In 2019 he partnered with upcoming singer/songwriter Marcus King to write the song Beautiful Stranger.

Singer
Overstreet was first signed as a singer in 1982. His debut single, "Beautiful Baby", peaked at No. 76 on the country charts that year, and was the first single from his self-titled debut album. After co-writing Tanya Tucker's 1987 single "I Won't Take Less Than Your Love" with Don Schlitz, Overstreet and fellow singer-songwriter Paul Davis became guest vocalists on the song, which became a Number One hit that year.

Also in 1987, Overstreet founded the trio S-K-O (also known as Schuyler, Knobloch & Overstreet) with Thom Schuyler and J. Fred Knobloch, both former solo singers.
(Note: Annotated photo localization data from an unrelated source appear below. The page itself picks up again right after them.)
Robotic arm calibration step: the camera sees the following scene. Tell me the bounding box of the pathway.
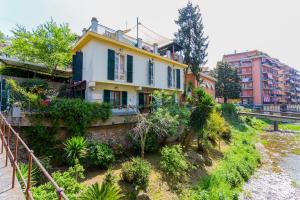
[0,150,24,200]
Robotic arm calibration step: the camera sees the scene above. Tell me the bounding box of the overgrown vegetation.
[122,158,151,191]
[188,122,260,200]
[87,142,115,168]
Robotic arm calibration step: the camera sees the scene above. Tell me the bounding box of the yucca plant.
[16,162,37,191]
[64,136,87,164]
[80,182,123,200]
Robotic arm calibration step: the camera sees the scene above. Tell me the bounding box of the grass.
[184,123,266,200]
[279,124,300,132]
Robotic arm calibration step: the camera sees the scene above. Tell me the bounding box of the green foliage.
[121,158,151,190]
[190,88,215,132]
[24,121,58,156]
[103,168,117,184]
[7,79,40,108]
[64,136,87,164]
[88,142,115,167]
[31,168,84,200]
[189,125,260,200]
[221,103,238,121]
[175,1,208,82]
[47,99,111,135]
[69,159,85,181]
[214,62,242,103]
[16,162,38,191]
[80,182,123,200]
[160,145,190,182]
[4,19,76,72]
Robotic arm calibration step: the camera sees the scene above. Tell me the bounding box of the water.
[240,131,300,200]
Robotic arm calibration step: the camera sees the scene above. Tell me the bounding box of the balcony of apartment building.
[240,77,252,83]
[242,83,253,90]
[238,67,252,76]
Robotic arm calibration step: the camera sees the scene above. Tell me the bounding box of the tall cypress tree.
[175,1,208,83]
[213,62,242,103]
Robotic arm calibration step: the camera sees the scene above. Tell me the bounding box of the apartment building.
[73,18,187,110]
[223,50,300,106]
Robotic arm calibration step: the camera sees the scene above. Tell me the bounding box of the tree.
[175,1,208,83]
[4,19,76,74]
[183,88,215,151]
[213,62,242,103]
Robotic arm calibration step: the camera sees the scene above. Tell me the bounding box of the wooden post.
[26,151,33,200]
[12,135,19,188]
[274,120,279,131]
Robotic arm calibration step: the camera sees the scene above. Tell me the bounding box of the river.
[240,131,300,200]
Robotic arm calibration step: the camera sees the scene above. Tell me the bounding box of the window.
[115,53,126,81]
[104,90,127,108]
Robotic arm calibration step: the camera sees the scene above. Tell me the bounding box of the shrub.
[88,142,115,167]
[221,103,238,121]
[64,136,87,164]
[80,182,122,200]
[47,99,111,135]
[31,168,84,200]
[122,158,151,190]
[160,145,189,181]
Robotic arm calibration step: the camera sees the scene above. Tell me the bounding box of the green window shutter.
[139,93,145,108]
[127,55,133,83]
[103,90,110,103]
[107,49,115,80]
[176,69,180,89]
[122,91,127,106]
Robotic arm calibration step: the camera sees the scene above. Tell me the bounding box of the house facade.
[185,72,217,98]
[73,18,187,109]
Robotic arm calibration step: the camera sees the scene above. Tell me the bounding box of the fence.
[0,113,68,200]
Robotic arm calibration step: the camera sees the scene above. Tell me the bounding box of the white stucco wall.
[82,40,184,90]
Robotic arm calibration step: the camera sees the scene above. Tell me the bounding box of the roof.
[0,56,72,78]
[72,31,188,68]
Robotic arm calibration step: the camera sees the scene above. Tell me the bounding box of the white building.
[73,18,187,113]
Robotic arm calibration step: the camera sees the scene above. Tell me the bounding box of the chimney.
[137,38,143,49]
[116,30,123,41]
[82,28,86,35]
[91,17,98,33]
[153,43,158,54]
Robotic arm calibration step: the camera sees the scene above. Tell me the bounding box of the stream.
[240,131,300,200]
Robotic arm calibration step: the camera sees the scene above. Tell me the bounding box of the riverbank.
[240,130,300,200]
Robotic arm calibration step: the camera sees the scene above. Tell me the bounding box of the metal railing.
[0,113,68,200]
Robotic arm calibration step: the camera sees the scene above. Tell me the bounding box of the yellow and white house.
[72,18,187,112]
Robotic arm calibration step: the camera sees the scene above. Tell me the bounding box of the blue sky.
[0,0,300,70]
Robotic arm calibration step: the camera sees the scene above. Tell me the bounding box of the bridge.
[238,111,300,131]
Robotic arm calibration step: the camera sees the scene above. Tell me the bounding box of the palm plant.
[16,162,37,191]
[80,182,123,200]
[64,136,87,164]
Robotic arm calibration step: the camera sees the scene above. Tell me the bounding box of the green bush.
[80,182,123,200]
[64,136,87,164]
[189,126,260,200]
[31,168,84,200]
[88,142,115,168]
[47,99,111,135]
[122,158,151,190]
[221,103,238,121]
[160,145,189,181]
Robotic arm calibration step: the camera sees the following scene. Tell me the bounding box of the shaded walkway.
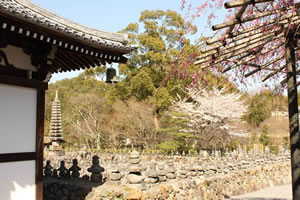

S-K-O charted three singles with Overstreet as a member, including the Number One "Baby's Got a New Baby". After one album the trio was renamed S-K-B when Overstreet left and was replaced by Craig Bickhardt.

In 1988, Overstreet signed to RCA Nashville as a solo artist. His second solo album, Sowin' Love, accounted for five straight Top 10 hits on the country charts: "Love Helps Those", the title track, "All the Fun", "Seein' My Father in Me" and "Richest Man on Earth." His second album, 1990's Heroes, produced his only solo Number One in its lead-off single "Daddy's Come Around", which was followed by the Top Tens "Heroes" and "Ball and Chain". However, his chart success soon waned, with "If I Could Bottle This Up" peaking at No. 30 and "Billy Can't Read" falling short of Top 40. A third RCA album, Love Is Strong, produced the No. 22 "Me and My Baby" and two more singles which missed the Top 40. Also, the song "There But for the Grace of God Go I" won a Dove Award for Country Recorded Song of the Year at the 24th GMA Dove Awards in 1993. Three years later, Overstreet released his first album for Scarlet Moon Records, Time. It produced his last single to enter the country charts, "We've Got to Keep on Meeting Like This," which peaked at No. 73.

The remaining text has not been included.